Rapper Wretch 32 and his father speak out about 'police brutality' after taser incident

Forty-five seconds of unsteady video encapsulates the gulf of trust between Britain's black community and the police.

It's mid-April.

The height of lockdown.

Police are looking for a suspect.

They find his 62-year-old father coming out of a bedroom at the family home.

In the video – from an officer's body camera - he comes into view as he falls heavily, tasered and unconscious, down the stairs.

"I'm lucky to be alive,"’ says Millard Scott; who still walks with limp, almost two months later.

The taser is a weapon meant to be as act of self-defence in the course of an arrest or to stop an escape.

Mr Scott believes he was shot because he was black.

"It seems to me we're being singled out and targeted," he told ITV News.

The Metropolitan Police dispute his version of events and deny any racial motive. They insist he was warned before the taser was discharged.

Protests have erupted across the world, sparked by the death of George Floyd. Credit: PA

But whatever the truth, it is the latest incident fuelling antipathy and swelling support for the Black Lives Matter protests of the past week.

Another of Mr Scott's sons is the rapper, Wretch 32. It was not him police were looking for.

For all his success, he now warns his own children to be wary of the police.

"I've grown up in a household with a dad and uncle and I’ve watched them fight against police brutality," he tells me.

"I'm thirty five now and I have to have the same conversation with my children that my father and grandfather had with me.
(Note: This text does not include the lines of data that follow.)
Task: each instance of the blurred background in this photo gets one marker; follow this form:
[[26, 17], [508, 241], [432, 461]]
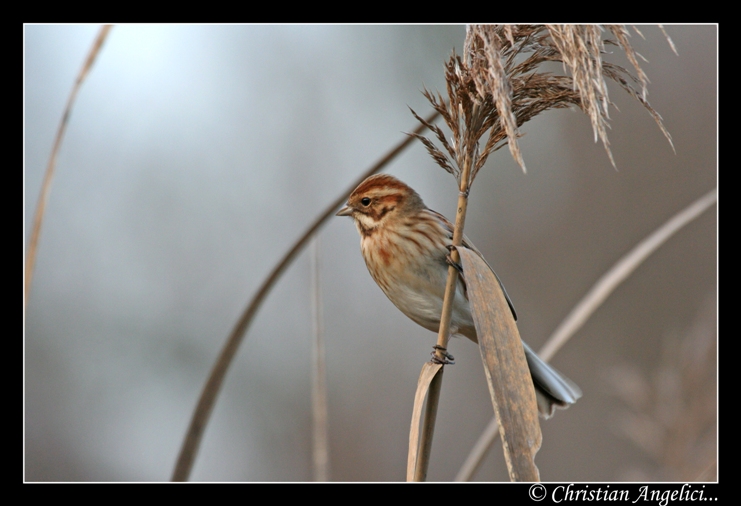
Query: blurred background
[[196, 155]]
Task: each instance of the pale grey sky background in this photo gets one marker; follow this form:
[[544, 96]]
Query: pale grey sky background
[[196, 155]]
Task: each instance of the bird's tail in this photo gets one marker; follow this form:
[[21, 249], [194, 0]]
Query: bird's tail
[[552, 389]]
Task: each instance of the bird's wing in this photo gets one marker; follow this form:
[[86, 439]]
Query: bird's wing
[[468, 244]]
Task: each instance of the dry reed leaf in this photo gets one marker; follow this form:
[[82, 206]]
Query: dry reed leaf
[[507, 372], [429, 370]]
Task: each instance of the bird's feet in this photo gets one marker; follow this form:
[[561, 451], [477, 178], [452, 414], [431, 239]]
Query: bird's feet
[[450, 261], [447, 359]]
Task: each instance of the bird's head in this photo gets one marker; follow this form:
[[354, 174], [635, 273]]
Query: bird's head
[[379, 199]]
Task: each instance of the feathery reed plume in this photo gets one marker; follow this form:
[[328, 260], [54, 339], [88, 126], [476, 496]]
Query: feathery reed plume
[[498, 86], [495, 88]]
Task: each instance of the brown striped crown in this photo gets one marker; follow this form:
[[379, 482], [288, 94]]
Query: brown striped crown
[[377, 198]]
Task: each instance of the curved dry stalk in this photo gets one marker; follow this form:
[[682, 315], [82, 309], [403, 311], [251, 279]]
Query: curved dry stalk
[[49, 175], [211, 389], [430, 372], [588, 305], [620, 271]]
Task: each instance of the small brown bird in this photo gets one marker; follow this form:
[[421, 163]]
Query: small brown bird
[[405, 246]]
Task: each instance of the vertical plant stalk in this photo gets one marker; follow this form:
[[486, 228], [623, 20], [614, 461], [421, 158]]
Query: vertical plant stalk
[[586, 307], [49, 175], [443, 336], [320, 418], [211, 388]]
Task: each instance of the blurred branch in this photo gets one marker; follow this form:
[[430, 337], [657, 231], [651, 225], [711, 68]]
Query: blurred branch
[[211, 389], [49, 175], [320, 417], [589, 304]]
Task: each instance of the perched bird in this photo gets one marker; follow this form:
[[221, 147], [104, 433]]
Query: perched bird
[[405, 246]]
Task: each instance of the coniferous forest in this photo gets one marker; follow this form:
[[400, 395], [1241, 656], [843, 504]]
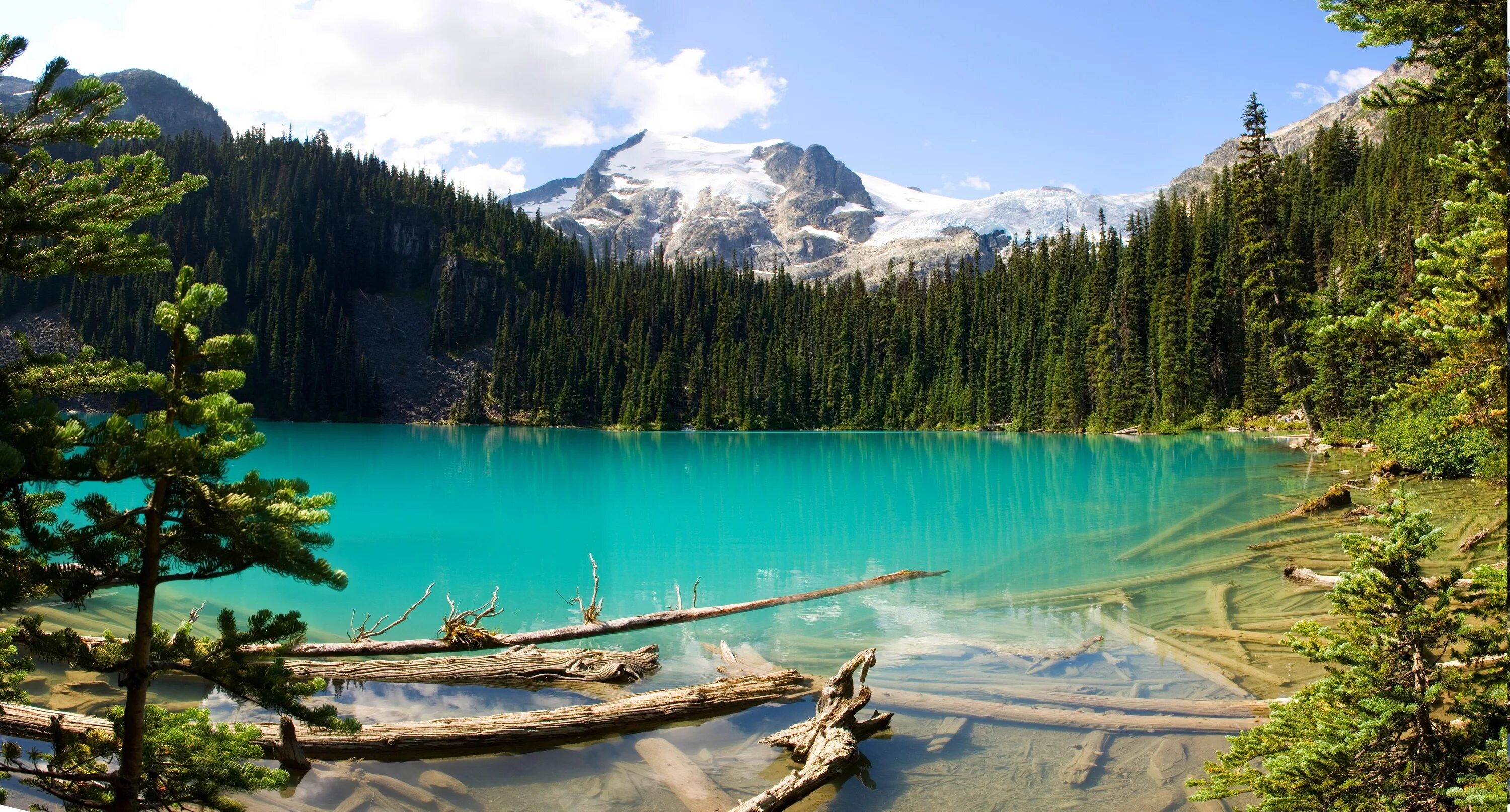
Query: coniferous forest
[[1157, 322]]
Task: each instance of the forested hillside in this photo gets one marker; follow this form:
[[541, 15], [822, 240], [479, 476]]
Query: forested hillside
[[1156, 322]]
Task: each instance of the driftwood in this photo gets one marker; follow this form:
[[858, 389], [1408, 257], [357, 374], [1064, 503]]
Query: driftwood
[[482, 734], [1470, 542], [1091, 751], [1234, 634], [1228, 663], [1048, 717], [481, 639], [949, 728], [1151, 643], [521, 665], [1308, 577], [826, 745], [1236, 708], [692, 787], [1337, 496]]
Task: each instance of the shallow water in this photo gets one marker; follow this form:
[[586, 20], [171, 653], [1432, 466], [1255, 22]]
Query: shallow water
[[751, 515]]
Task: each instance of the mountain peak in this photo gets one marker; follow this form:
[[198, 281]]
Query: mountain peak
[[774, 204]]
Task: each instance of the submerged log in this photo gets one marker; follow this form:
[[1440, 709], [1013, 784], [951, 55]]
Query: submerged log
[[1121, 585], [692, 787], [1308, 577], [1221, 660], [1159, 648], [490, 640], [520, 665], [1221, 613], [828, 743], [1470, 542], [482, 734], [1050, 717], [1337, 496], [1041, 660], [1236, 708], [1234, 634], [1091, 751], [1181, 526], [949, 728]]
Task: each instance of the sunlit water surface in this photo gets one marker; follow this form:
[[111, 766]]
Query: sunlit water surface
[[752, 515]]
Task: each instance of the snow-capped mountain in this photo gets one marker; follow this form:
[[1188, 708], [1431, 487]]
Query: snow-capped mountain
[[775, 204]]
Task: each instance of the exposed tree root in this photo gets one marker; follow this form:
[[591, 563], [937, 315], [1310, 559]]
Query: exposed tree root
[[482, 639], [828, 743], [1470, 542]]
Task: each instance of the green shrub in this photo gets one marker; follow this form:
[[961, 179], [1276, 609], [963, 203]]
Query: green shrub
[[1421, 444]]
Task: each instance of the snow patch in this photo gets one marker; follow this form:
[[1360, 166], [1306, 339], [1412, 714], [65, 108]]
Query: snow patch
[[689, 165], [826, 234]]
"That means there’s no progression."

In Tottenham it's a generational struggle.

The trigger changes each time, but the anger that fuelled the riots here as long ago as 1985 is still evident.
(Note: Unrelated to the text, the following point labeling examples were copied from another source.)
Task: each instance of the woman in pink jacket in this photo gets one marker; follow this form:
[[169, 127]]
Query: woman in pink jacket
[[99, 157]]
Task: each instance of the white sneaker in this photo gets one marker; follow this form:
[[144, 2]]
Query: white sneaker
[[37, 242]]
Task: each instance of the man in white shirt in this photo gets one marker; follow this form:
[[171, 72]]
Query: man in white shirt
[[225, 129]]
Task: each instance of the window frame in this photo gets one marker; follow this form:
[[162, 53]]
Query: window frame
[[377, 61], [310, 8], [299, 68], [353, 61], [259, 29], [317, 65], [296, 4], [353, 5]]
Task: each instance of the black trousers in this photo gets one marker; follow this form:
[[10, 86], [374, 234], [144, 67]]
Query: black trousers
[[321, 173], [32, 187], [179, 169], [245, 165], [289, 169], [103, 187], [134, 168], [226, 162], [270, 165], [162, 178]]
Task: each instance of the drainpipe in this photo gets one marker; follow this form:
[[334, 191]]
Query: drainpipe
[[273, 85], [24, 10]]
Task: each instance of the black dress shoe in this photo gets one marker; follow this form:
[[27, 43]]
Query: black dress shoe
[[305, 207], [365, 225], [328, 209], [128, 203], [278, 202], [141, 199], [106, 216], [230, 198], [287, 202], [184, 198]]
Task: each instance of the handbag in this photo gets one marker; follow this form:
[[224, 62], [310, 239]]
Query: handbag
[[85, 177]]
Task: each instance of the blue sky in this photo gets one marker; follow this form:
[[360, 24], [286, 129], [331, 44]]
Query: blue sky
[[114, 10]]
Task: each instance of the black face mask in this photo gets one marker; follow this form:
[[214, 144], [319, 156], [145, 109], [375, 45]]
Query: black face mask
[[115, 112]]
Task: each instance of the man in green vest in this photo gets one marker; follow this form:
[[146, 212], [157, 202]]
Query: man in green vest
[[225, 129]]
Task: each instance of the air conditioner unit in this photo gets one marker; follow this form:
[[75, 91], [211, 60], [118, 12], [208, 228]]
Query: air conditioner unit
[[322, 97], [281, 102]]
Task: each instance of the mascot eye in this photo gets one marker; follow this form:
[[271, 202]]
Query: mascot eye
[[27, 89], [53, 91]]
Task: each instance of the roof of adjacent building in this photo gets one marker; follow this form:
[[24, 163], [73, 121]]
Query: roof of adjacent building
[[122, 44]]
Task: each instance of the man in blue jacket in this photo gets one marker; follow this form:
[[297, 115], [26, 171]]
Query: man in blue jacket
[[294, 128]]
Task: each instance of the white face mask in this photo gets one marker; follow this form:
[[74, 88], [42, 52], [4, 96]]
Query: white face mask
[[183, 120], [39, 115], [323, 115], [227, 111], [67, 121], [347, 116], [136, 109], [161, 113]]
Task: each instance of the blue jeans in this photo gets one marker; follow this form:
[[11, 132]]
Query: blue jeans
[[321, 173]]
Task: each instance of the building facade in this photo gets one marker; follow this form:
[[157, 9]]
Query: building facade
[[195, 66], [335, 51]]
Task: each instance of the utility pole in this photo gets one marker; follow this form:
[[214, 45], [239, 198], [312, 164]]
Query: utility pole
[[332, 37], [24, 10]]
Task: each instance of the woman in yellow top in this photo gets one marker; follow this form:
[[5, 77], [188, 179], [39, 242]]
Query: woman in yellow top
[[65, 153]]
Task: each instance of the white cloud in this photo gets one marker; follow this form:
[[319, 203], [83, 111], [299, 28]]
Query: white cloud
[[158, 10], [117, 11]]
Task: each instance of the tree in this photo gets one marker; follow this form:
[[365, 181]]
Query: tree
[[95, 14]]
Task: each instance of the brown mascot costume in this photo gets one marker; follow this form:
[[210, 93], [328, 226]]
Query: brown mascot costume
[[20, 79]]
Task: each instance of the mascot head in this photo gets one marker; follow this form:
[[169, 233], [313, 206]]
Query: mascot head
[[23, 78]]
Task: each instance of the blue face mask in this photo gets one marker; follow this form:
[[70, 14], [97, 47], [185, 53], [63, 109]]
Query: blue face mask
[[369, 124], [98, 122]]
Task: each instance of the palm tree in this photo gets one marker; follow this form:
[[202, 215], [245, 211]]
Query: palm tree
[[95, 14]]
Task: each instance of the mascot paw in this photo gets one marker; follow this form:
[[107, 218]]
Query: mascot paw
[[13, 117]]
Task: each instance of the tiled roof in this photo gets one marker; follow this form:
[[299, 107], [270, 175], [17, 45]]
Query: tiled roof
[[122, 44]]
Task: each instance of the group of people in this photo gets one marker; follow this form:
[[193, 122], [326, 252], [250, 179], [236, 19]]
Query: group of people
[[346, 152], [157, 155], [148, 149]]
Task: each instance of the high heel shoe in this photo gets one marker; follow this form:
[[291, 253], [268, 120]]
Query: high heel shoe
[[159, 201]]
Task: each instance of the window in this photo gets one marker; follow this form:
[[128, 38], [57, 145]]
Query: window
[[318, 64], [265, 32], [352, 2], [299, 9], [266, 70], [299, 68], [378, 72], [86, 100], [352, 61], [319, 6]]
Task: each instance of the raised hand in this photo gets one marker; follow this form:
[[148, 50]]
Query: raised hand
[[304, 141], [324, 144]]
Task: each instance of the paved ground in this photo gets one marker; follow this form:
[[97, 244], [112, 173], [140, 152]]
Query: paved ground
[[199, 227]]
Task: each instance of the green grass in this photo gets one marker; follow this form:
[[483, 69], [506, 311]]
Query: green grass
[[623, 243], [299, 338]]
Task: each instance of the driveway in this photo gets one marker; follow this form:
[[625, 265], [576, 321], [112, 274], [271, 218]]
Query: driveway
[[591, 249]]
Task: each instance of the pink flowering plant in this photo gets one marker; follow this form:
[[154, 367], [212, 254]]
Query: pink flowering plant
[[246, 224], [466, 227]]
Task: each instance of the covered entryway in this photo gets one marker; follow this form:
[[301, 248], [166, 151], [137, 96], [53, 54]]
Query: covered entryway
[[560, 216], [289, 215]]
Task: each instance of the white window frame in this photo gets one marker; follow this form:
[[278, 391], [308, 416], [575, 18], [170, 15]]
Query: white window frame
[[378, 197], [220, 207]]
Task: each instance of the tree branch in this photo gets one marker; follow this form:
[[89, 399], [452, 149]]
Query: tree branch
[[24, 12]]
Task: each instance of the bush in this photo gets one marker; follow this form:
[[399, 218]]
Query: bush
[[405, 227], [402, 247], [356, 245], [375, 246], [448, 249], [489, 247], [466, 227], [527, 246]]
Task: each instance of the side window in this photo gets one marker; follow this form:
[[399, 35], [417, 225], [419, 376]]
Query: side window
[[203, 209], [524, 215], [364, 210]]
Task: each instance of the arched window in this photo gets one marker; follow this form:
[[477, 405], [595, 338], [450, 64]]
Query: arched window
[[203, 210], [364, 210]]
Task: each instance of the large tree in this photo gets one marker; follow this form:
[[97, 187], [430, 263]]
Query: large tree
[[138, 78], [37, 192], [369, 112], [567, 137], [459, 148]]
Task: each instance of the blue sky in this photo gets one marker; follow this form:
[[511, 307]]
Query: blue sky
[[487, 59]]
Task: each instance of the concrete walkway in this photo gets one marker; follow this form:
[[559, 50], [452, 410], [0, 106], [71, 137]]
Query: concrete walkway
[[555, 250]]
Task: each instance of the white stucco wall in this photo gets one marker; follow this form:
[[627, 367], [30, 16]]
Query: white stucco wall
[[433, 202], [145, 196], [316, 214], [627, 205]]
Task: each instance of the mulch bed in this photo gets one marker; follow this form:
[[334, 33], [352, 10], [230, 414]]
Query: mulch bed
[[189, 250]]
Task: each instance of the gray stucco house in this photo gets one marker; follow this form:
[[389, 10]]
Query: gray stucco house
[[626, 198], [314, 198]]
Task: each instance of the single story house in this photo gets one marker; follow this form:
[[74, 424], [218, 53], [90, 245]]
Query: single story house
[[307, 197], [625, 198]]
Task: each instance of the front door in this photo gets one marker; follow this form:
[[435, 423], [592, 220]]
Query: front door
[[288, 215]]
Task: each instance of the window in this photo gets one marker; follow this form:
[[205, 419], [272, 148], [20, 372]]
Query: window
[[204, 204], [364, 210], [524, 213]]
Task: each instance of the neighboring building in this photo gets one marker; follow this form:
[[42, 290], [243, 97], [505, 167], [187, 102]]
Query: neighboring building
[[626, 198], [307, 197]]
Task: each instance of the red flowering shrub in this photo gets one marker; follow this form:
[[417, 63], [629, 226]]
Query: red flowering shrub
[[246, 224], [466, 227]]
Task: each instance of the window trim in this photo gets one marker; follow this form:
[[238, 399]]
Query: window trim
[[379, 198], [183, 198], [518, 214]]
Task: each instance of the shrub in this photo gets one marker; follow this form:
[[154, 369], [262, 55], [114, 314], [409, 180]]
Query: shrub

The same fury that blazed across London in 2011 after the police shooting of Mark Duggan feeds today into a perception of inequality in every facet of life.

Even during the coronavirus lockdown, members of the black community have been twice as likely as their white counterparts to be fined for breaking the lockdown.
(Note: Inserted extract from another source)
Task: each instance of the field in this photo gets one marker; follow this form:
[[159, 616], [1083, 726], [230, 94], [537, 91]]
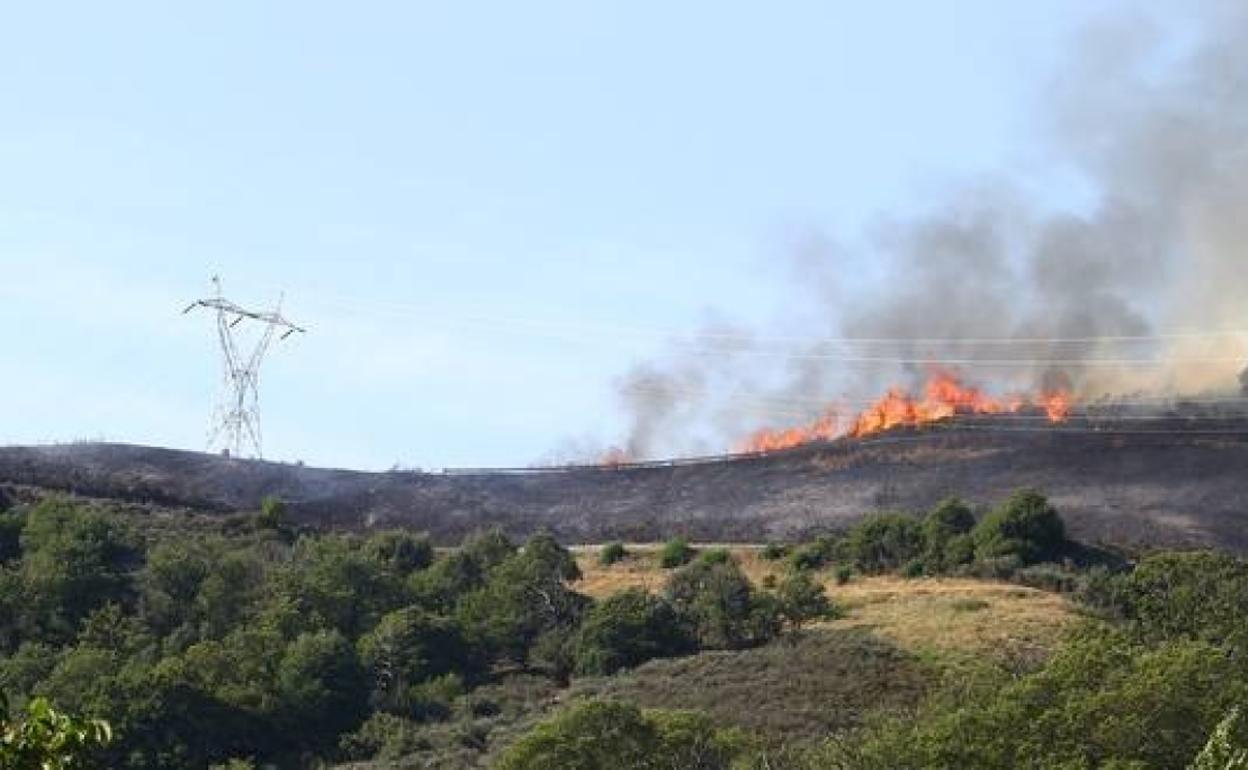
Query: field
[[925, 615]]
Mark Duggan (top left) and Cynthia Jarrett (bottom left) died in Tottenham. Pictured right: a store which was burned down in the Tottenham riots in 2011. Credit: PA

Two teenage boys tell me to be young and black is to be stopped and searched as a matter of routine.

"We're put to the side, but we see lots of white people walk by, but we're the only ones singled out," says the 17-year-old.

His friends adds: "Once the police search us and find nothing they say we will catch you next time."

Both will be at the next protests.

Black Lives Matter.

It's a movement that offers them that rare commodity - hope.